According to the officer, during interrogation, Sadiq even expressed anger and sadness at the arrest of Ehtesham Siddiqui, one of the 2006 train blasts accused, and others. 'He told the probe team categorically that the ATS had the wrong people and that they had nothing to do with the blasts. He even said that it was because of (the 2006 train blasts) case that the IM began sending emails claiming responsibility for the terror attacks they executed later,' the officer said.
In fact, until the 2008 arrest of the IM module by the Mumbai Crime Branch, the organisation had been a shadowy entity — so much so that even Central agencies such as the Intelligence Bureau (IB) and R&AW (Research and Analysis Wing) had no clue about what it really was.
The chance discovery was made after Maria roped in Inspector Arun Chavan (now retired) following the serial blasts in Ahmedabad on July 26, 2008, to look into the finding that the cars used for it had been stolen from Navi Mumbai.
Chavan, with the help of Constable Pralhad Madne (an expert in car theft cases), managed to catch the two men who had allegedly stolen the vehicles within a month. The two reportedly told Chavan they stole the cars on the instructions of Afzal Usmani. Chavan's team nabbed Usmani from UP's Mau district on August 24 that year.
'Until then, for all practical purposes, we were groping in the dark… If it was not for that inspector from the Mumbai Crime Branch, we would not have known what the IM was really,' a former IB official, who later tracked the new outfit and is now retired, told The Indian Express.

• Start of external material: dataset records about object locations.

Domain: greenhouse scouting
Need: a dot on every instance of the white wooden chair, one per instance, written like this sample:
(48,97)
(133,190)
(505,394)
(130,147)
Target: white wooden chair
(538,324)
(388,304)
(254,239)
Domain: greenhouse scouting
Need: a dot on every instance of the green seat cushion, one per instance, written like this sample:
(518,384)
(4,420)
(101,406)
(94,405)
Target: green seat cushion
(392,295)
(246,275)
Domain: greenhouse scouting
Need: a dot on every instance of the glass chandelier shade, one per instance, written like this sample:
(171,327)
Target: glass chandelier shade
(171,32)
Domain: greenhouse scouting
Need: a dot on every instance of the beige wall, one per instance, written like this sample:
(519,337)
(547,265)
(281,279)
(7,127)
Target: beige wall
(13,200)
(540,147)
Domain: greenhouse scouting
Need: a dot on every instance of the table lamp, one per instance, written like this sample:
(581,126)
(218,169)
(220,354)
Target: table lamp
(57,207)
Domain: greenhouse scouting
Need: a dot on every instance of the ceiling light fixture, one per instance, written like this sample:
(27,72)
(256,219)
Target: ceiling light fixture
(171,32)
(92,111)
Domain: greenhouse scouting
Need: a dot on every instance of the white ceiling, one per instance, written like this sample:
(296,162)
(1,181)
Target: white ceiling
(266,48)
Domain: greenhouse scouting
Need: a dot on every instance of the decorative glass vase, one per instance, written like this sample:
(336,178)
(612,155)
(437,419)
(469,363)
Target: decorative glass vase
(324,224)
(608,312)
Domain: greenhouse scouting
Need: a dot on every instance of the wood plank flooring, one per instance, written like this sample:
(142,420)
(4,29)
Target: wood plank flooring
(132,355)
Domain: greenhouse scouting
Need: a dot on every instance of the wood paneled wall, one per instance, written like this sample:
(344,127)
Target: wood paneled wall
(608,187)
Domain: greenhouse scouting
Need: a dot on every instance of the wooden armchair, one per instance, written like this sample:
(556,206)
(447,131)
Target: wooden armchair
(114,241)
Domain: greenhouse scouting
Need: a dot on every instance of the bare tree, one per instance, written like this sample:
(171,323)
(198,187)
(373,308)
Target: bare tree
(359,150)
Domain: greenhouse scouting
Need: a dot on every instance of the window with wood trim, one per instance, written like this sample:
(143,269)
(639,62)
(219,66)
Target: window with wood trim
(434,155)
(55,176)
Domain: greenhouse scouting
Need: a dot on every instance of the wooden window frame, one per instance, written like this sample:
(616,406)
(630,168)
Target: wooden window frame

'In fact, in the four years before the Ahmedabad blasts, when a series of blasts were taking place in different parts of the country, we were chasing Pakistan-backed operative Shahid Bilal. Until then, we believed that the IM was just another name for the LeT (Lashkar-e-Toiba), and that Bilal had perpetrated the blasts. This was the information that even R&AW had at that time. But we learnt later that Bilal had already died in Pakistan by then,' the retired official said.